En cierta ocasión mi ex esposa y yo fuimos invitados a cenar a la lujosa casa de un alto ejecutivo muy satisfecho de su éxito social –eran amigos de ella–, y en un momento dado él me llevó a un aparte para decirme que le habían contado que yo era un gran aficionado al jazz y quería revelarme que él también lo era. Le pregunté qué músico o estilo prefería y respondió muy vagamente que casi todos –aquello ya olía mal– y cuando le pedí que me enseñara algún disco, tras rebuscar en un montón de LP de intérpretes populares, sacó una de esas recopilaciones de canciones de éxito y me señaló muy ufano el corte What a wonderful world, interpretada por Louis Armstrong. Pobre idiota, creía que aquello era puro jazz. Supongo que para aquel esfuerzo por congraciarse conmigo se asesoró previamente en el Manual del anfitrión de éxito.

El episodio que he visto hoy en la televisión tocaba dos materias por las que siento extraordinaria devoción: el swing y una cantante que para mí es lo máximo en la historia de esa música en su forma vocal, Ella Fitzgerald. Si alguien me preguntara por mi cantante favorita –cosa muy improbable– le respondería que hay unas cuantas a las que me entusiasma escuchar y que son consideradas todas ellas impecables como intérpretes –y lo son–, pero es que no en vano Ella era apodada The First Lady of Song porque ninguna como ella interpretó con un estilo que se adaptaba a cualquier ritmo y con esa voz algo aniñada incluso de mayor y con tanto sentimiento que trasladaba a otro mundo, cuando ella cantaba, la melodía pasaba a ser otra cosa, uno se preguntaba cómo una voz puede llegar a esa plenitud de armonía y ritmo, a ese tono tan acertado; cierto que no poseía el dramatismo que le sobraba a Billie Holiday, pero era la más completa de la historia y prácticamente la inventora del estilo scat que lógicamente practicó como ninguna otra. Puede reprochársele que tras unos 25 años de carrera se hiciese más comercial, pero es que resultaría duro ganar menos que cualquier cantante pop o jugador de baseball, los músicos de jazz también gustan de las comodidades de una vida placentera.

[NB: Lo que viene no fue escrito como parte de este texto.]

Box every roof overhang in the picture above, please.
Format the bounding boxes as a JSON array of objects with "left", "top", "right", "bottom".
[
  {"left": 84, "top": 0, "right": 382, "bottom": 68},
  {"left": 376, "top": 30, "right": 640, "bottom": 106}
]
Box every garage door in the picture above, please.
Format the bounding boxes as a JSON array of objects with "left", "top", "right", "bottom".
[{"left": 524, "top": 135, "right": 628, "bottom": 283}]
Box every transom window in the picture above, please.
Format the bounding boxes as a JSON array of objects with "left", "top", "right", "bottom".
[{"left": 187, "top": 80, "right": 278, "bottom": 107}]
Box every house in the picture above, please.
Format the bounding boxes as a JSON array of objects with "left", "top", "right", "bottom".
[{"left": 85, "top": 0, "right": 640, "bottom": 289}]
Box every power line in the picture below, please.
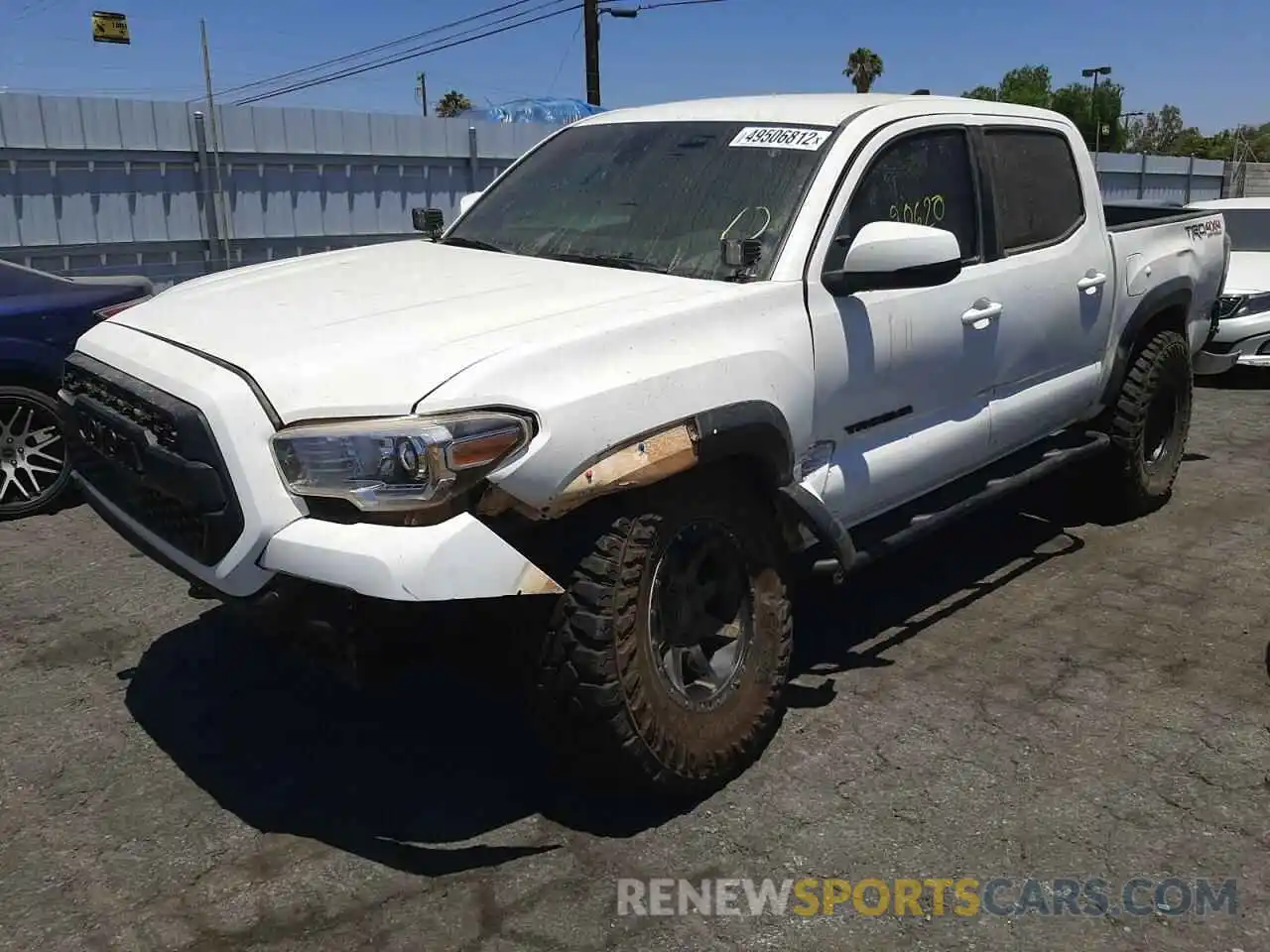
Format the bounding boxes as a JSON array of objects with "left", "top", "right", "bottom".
[
  {"left": 548, "top": 20, "right": 581, "bottom": 95},
  {"left": 207, "top": 0, "right": 559, "bottom": 96},
  {"left": 234, "top": 0, "right": 581, "bottom": 105},
  {"left": 635, "top": 0, "right": 724, "bottom": 10}
]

Si una mujer se quiere acercar hoy en día al mundo de la canción, debe empezar por vestir de manera estrambótica, tener un aspecto llamativo e ineludiblemente ser generosa en la exhibición de partes de su cuerpo que no deberían ser tan públicas. Hasta en el mundo del jazz actual, cantantes de cierto éxito como Diana Krall no habría llegado a ninguna parte si no tuvieran un físico atractivo y una bonita melena rubia. Curiosamente abundan las jóvenes cantantes de jazz –Cataluña es una auténtica cantera–, pero para desgracia del género, las actuales no alcanzan ni de lejos a las que fueron reinas del jazz vocal en su día. De las cantantes pop mejor no digo nada, da una idea de su valía que aseguren su trasero o su busto en cifras millonarias y poco más haya para asegurar; no se puede perder lo que no se posee. Ella Fitzgerald perteneció a esa gloriosa época en que para cantar hacía falta saber cantar y hacerlo con personalidad, su aspecto no era desde luego para perder la cabeza, vestía sin estridencias y padecía cierta tendencia a la obesidad confirmada con los años. Son tiempos lejanos, y es una desgracia que eso signifique que las mejores grabaciones de Ella sean de una calidad técnica poco brillante.

Hay bastantes escenas en el documental que he visto hoy en las que el público baila durante los conciertos –el jazz nació como música para bailar– y es difícil que a uno, si es receptivo, no se le vayan los pies escuchando y viendo aquello. Me considero un afortunado porque hace años tuve la oportunidad de frecuentar un local en San Francisco donde tocaban jazz y se podía bailar, una experiencia realmente excepcional.

Alguien –una mujer– me dijo una vez que no le extrañaba que yo fuera rarito teniendo en cuenta la música que me gustaba. Esa persona –que presume de intelectual– posee millones en propiedades y en el banco y por lo tanto su opinión tiene muchísimo más valor que la mía, pero me satisface decirlo, el jazz no solo me gusta sino que me parece incluso una buena razón para vivir. Y aquella mujer es una ignorante malnacida por decir aquello y por muchas cosas más que yo me sé.